Labstep allows scientists to build libraries of experimental procedures, run these interactively at the laboratory bench and then automatically record their progress, building a timeline of experiments. This record of the process steps that lead to results can be attached to papers so other scientists can successfully replicate the findings. Labstep users can package this into a project and generate a unique link to attach to their paper, this way people can see exactly how their results were produced and reproduce the findings, helping tackle a global reproducibility crisis estimated at $28Bn per year.
In the coming months, the company will roll out “Market Place Ordering” addressing the £23bn lab reagents market*. Central to replicating a result is linking the findings in academic research papers to the resources and supplies used during the experiment. There is currently neither a marketplace for Lab products, nor a way to see how the products are being used or to ask questions related to scientific products. Labstep plans to further address the issue of reproducibility by streamlining the ordering process
“Our real-time data approach captures how supplies in the lab are used, this information presents a huge opportunity in supporting the procurement of lab supplies. Over £23bn is spent per year on purchasing lab reagent kits and we’ll be uniquely placed to understand the demands/needs of scientists and work with suppliers to best support them.”
Labstep will also launch “Cloud Based Experimentation” features that allows users to outsource elements of their experimental process. They will then be able to automatically track how these activities are progressing and have the final results incorporated directly into their experimentation results in their Labstep notebook. While outsourcing of research is commonplace in commercial R&D, it is used much less in academia. For certain processes where it is used, like sequencing DNA, it is difficult to discover, review and compare these service providers, we aim to increase transparency and lower the barriers for academic research using CROs.
Labstep has users from over 600 universities globally including, Stanford, Harvard and MIT in the US, and Oxford, University College London, Imperial College, King’s College and the Crick Institute in the UK. Its user base is growing 15% month on month completely organically. Engagement with Labstep is soaring: the average time spent on the platform has been steadily increasing by 20% per month and the overall time spent using Labstep has soared 400% month in the last 3 months.

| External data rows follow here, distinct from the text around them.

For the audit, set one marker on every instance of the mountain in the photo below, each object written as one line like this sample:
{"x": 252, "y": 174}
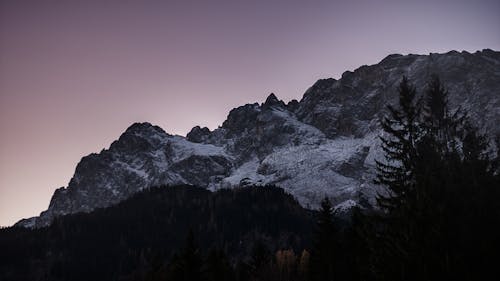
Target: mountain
{"x": 123, "y": 241}
{"x": 323, "y": 145}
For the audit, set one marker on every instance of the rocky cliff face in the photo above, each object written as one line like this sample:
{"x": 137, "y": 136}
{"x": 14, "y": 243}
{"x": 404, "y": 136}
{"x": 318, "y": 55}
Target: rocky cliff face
{"x": 324, "y": 145}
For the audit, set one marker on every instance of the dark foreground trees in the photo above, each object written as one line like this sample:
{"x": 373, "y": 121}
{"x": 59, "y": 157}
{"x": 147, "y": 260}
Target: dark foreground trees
{"x": 438, "y": 218}
{"x": 440, "y": 212}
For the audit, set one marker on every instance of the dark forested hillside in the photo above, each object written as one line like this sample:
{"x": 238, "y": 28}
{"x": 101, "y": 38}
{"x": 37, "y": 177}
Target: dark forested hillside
{"x": 126, "y": 240}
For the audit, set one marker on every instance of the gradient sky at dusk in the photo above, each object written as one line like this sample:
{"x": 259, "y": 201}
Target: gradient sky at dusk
{"x": 75, "y": 74}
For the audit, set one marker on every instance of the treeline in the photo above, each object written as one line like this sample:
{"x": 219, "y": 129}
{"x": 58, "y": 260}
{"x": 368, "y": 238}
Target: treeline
{"x": 127, "y": 241}
{"x": 439, "y": 215}
{"x": 437, "y": 218}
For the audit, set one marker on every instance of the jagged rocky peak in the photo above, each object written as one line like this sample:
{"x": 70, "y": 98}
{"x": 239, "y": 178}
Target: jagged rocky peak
{"x": 140, "y": 137}
{"x": 273, "y": 101}
{"x": 324, "y": 145}
{"x": 198, "y": 134}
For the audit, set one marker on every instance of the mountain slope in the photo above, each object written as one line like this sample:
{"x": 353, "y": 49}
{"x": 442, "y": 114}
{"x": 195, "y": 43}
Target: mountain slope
{"x": 126, "y": 239}
{"x": 324, "y": 145}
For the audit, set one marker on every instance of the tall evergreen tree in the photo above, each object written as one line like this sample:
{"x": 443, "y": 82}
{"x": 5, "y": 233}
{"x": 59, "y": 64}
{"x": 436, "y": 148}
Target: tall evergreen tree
{"x": 441, "y": 180}
{"x": 324, "y": 252}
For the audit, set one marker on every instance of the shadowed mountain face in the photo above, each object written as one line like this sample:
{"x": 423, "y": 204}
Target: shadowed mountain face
{"x": 324, "y": 145}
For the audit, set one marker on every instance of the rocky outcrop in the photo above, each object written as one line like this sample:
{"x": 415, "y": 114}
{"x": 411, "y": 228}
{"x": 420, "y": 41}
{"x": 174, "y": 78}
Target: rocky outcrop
{"x": 324, "y": 145}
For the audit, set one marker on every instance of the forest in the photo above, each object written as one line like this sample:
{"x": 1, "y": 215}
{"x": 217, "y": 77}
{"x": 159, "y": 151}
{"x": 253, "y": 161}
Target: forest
{"x": 437, "y": 218}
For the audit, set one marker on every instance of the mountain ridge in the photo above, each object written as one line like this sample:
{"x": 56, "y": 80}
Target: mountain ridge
{"x": 323, "y": 145}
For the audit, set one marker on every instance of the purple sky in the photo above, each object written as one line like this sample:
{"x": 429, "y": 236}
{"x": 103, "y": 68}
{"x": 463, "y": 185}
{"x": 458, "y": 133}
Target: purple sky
{"x": 76, "y": 74}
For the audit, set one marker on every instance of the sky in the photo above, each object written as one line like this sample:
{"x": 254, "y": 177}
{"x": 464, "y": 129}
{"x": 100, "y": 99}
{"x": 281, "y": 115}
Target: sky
{"x": 75, "y": 74}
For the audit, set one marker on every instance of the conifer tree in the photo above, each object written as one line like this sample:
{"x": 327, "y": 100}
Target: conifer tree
{"x": 324, "y": 251}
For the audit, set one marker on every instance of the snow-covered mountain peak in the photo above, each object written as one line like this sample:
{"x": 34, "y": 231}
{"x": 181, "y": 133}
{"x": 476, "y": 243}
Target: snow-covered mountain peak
{"x": 324, "y": 145}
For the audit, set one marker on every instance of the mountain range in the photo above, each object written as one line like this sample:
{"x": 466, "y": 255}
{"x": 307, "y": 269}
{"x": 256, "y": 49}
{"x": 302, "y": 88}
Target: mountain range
{"x": 325, "y": 144}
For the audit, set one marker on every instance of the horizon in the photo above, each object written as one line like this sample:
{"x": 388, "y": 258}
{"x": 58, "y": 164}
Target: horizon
{"x": 58, "y": 71}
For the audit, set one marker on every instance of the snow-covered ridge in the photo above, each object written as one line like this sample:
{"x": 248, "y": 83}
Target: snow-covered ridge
{"x": 324, "y": 145}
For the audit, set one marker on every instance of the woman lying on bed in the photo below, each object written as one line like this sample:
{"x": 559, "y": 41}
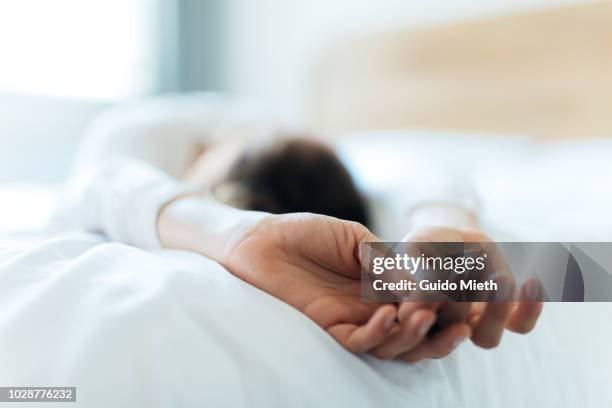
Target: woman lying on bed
{"x": 280, "y": 212}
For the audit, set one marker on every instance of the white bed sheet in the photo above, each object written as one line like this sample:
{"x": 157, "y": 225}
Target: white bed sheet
{"x": 131, "y": 328}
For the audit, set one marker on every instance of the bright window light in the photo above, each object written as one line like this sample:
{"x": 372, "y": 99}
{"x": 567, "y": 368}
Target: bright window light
{"x": 93, "y": 49}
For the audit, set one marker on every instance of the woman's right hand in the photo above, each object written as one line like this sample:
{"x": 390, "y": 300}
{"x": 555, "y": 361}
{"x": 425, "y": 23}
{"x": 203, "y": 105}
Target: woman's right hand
{"x": 312, "y": 263}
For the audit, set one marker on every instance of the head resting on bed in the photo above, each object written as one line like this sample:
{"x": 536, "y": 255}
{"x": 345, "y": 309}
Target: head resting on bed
{"x": 282, "y": 174}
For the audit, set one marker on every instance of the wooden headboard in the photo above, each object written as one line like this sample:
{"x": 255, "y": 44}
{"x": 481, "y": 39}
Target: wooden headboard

Sia Houchangnia, Seedcamp Investment Partner, comments, “With their mix of academic and commercial expertise, we believe the Labstep team is greatly positioned to address the huge issue of non-reproducibility of scientific research. The way Labstep has already very quickly spread across the scientific community globally demonstrates just how pressing this issue is and how beneficial users find it. With its initial solution that allows real time recording of scientific processes, we are already seeing Labstep enabling new scientific collaboration in a way that’s never been experienced before. We see the current product as a great foundation layer to what we believe could one day become the default platform for scientific research.”